Google Vertex AI Anthropic

Google Vertex AI provides access to Anthropic's Claude models through Google Cloud Platform. This integration allows you to use Claude's advanced language capabilities while leveraging Google Cloud's infrastructure and security features.

Get started

Create Google Cloud Account

If you're new to Google Cloud, you can create a new account by clicking on the [create an account] button located under Get set up on Google Cloud dropdown menu on the following page:

Create an account

Create a project within your Google Cloud Platform account

Within your Google Cloud Account create a new project and enable the Vertex AI APIs by following the steps outlined below:

Create a new project

Note your PROJECT_ID as it will be required for future API calls.
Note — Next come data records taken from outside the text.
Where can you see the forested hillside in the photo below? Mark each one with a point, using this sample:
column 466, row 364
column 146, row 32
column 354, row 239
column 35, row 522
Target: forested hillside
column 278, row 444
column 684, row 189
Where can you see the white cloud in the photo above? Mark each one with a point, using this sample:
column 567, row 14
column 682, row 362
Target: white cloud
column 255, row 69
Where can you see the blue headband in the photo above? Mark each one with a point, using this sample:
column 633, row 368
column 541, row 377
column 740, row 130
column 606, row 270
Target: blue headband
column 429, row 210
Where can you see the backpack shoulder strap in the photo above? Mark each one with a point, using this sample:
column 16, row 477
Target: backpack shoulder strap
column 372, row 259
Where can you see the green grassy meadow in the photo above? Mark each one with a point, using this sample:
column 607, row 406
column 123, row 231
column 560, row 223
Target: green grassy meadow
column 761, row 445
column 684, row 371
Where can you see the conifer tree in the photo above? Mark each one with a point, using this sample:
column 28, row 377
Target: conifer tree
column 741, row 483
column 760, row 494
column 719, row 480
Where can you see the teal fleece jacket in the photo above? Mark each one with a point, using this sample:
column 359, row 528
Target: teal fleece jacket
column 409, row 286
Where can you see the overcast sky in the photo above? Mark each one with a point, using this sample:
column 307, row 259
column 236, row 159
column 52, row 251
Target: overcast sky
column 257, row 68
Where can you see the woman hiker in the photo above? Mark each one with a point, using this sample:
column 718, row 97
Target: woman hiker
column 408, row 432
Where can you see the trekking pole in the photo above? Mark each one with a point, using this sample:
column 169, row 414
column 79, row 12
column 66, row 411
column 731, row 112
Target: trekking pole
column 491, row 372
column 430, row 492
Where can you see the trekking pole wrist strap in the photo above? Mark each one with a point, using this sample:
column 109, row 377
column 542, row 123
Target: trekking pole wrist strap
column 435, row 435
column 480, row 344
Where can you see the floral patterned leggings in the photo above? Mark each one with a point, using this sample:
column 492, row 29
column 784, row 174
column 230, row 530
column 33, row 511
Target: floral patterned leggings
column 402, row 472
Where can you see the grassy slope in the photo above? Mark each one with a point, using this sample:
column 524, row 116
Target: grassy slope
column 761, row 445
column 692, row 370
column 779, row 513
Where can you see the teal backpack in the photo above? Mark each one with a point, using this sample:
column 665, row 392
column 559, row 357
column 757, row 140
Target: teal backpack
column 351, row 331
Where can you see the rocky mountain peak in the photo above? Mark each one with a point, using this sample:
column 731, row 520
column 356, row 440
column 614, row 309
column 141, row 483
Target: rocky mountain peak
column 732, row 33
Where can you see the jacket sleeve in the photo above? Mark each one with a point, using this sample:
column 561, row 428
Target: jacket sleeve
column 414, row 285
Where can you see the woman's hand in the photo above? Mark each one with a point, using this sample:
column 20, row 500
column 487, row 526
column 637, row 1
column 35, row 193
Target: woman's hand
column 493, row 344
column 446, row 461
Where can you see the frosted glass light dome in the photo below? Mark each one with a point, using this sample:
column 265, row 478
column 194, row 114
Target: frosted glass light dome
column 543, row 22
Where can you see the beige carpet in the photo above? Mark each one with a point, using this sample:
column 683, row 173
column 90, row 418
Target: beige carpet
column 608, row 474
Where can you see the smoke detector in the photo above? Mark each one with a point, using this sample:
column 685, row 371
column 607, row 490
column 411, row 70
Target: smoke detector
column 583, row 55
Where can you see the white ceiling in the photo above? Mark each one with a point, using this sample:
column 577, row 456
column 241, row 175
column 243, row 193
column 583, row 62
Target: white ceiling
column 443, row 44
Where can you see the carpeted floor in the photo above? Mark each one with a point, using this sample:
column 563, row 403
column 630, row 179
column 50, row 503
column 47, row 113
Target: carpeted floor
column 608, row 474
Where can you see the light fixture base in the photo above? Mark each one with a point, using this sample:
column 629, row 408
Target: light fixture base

Enable Claude models in Vertex AI Model Garden

Claude models need to be enabled in your Google Cloud project:

Go to the Vertex AI Model Garden
Search for "Claude" models
Enable the Claude models you want to use (e.g., Claude 3.5 Sonnet, Claude 3 Opus)

Select the Google Cloud authentication strategy

There are several ways on how your application authenticates to Google Cloud services and APIs. For example, you can create a service account and set up environment variable GOOGLE_APPLICATION_CREDENTIALS to the path of the JSON file that contains your credentials.

You can discover all the authentication strategies here. But for simplicity of local testing we will be using authentication via gcloud utility.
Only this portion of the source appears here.